I had no such trouble with 4.7 and find it fast and productive. Haven't tried 5.1; am using openAI models for coding most of the time.

knbknb 1 month ago

Same here.
Z.ai seem to promote 4.7 for smaller tasks, 5.1 for larger tasks (similar to Anthropic's recommendation for usage of Haiku and Sonnet/Opus models).
5.1 works for me already in the most economical basic paid tier ("lite coding plan"), unlike first release of v5 (5.0 ?)
stavros 1 month ago
I hit this as well. It just seems to hang and process for ages.
- alexfortin 1 month ago
  
  Try lowering thinking level with GLM-5.1, to me that seems to have an impact on mitigating the blocking behaviour.
  
  1 reply →

victorbjorklund 1 month ago

I don't agree. I think their models are pretty good. The company's infrastructure though seems to be so so.

orbital-decay 1 month ago

>by the way, which is the best uncensored model at the moment?
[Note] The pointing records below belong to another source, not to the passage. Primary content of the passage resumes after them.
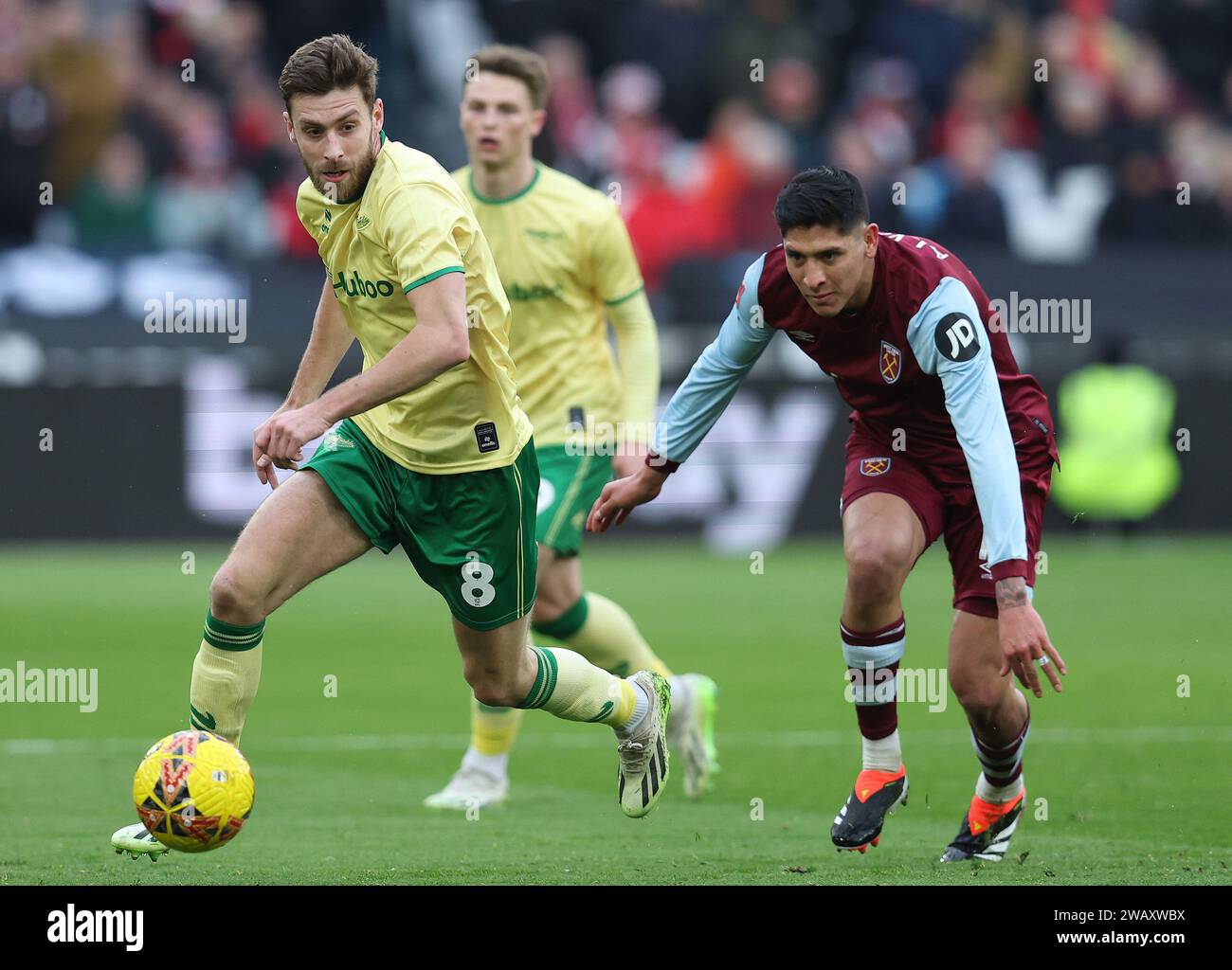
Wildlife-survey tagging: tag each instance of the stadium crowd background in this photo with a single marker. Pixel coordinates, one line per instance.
(698, 110)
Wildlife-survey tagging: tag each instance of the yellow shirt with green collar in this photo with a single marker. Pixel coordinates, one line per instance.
(410, 225)
(567, 265)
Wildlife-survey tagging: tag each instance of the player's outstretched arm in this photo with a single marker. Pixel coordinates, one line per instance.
(949, 340)
(1024, 639)
(329, 342)
(694, 407)
(438, 342)
(623, 496)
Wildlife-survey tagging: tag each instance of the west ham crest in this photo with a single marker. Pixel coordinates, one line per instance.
(891, 362)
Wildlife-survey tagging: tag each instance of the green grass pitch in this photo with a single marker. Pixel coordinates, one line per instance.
(1128, 781)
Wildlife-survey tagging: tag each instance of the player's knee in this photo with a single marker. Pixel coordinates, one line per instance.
(876, 567)
(980, 695)
(232, 600)
(491, 686)
(546, 611)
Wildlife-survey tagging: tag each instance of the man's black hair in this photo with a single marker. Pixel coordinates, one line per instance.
(832, 198)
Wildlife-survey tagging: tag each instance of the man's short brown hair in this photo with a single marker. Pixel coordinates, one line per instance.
(513, 62)
(327, 64)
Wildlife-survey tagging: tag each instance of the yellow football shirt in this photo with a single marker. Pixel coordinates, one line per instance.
(565, 258)
(410, 225)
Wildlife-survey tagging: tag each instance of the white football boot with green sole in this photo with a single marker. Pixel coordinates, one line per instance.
(643, 753)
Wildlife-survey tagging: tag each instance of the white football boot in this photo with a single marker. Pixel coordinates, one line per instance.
(136, 842)
(643, 753)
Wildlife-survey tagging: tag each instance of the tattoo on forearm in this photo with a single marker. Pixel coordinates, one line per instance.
(1011, 592)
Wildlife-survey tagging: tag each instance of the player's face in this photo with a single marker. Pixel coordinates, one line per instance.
(833, 271)
(498, 120)
(337, 138)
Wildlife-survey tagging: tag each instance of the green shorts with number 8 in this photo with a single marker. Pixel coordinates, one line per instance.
(469, 535)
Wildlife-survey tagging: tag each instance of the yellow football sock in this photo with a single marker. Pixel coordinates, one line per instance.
(605, 634)
(493, 730)
(225, 677)
(573, 689)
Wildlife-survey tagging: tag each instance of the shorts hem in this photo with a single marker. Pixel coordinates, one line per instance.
(492, 624)
(344, 500)
(931, 535)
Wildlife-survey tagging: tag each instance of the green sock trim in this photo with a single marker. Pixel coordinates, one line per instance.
(568, 623)
(545, 679)
(232, 637)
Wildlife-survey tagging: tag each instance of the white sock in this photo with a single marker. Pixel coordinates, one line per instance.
(641, 708)
(494, 764)
(998, 796)
(883, 755)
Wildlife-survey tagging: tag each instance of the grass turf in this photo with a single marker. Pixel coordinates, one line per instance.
(1133, 778)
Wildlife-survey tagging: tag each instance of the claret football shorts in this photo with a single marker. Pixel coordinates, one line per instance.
(940, 493)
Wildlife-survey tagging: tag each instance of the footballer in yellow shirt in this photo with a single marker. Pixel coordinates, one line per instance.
(568, 268)
(432, 452)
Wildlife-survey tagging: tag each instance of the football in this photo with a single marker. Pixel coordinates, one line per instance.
(193, 790)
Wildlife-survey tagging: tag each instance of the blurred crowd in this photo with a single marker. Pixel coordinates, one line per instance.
(1050, 128)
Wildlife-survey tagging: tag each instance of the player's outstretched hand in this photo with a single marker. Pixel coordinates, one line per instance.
(623, 496)
(280, 440)
(1024, 639)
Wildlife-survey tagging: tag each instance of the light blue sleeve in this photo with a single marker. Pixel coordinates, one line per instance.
(949, 340)
(716, 374)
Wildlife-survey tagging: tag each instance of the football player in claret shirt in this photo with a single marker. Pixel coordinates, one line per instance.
(567, 265)
(948, 437)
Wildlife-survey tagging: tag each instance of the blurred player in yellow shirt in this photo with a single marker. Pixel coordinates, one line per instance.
(568, 267)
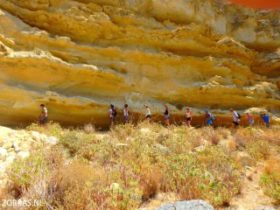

There are no such models, depending on your definition of censorship. If you're referring to abliteration and similar automated techniques, they're snake oil.

CamperBob2 1 month ago
That is absolutely not the case. Try HauHauCS's Qwen 3.5 models. They don't refuse anything, and they don't lose a noticeable amount of capability.
- orbital-decay 1 month ago
  
  Refusal training is only one part of censorship (hence "depending on your definition"). Most permanent biases baked in by the devs are impossible to correct automatically.
- Ms-J 1 month ago
  
  Thanks for the tip.
  That user has produced other interesting models, including aggressively uncensored variants which claim 0 refusals.
  I will definitely try it as there can never be too many uncensored AI implementations.

chimpanzee2 1 month ago

From what I gather qwen is currently the undisputed local LLM king.

joelwallis 1 month ago

So you're saying it's pretty low quality because it failed specifically to parse PDFs?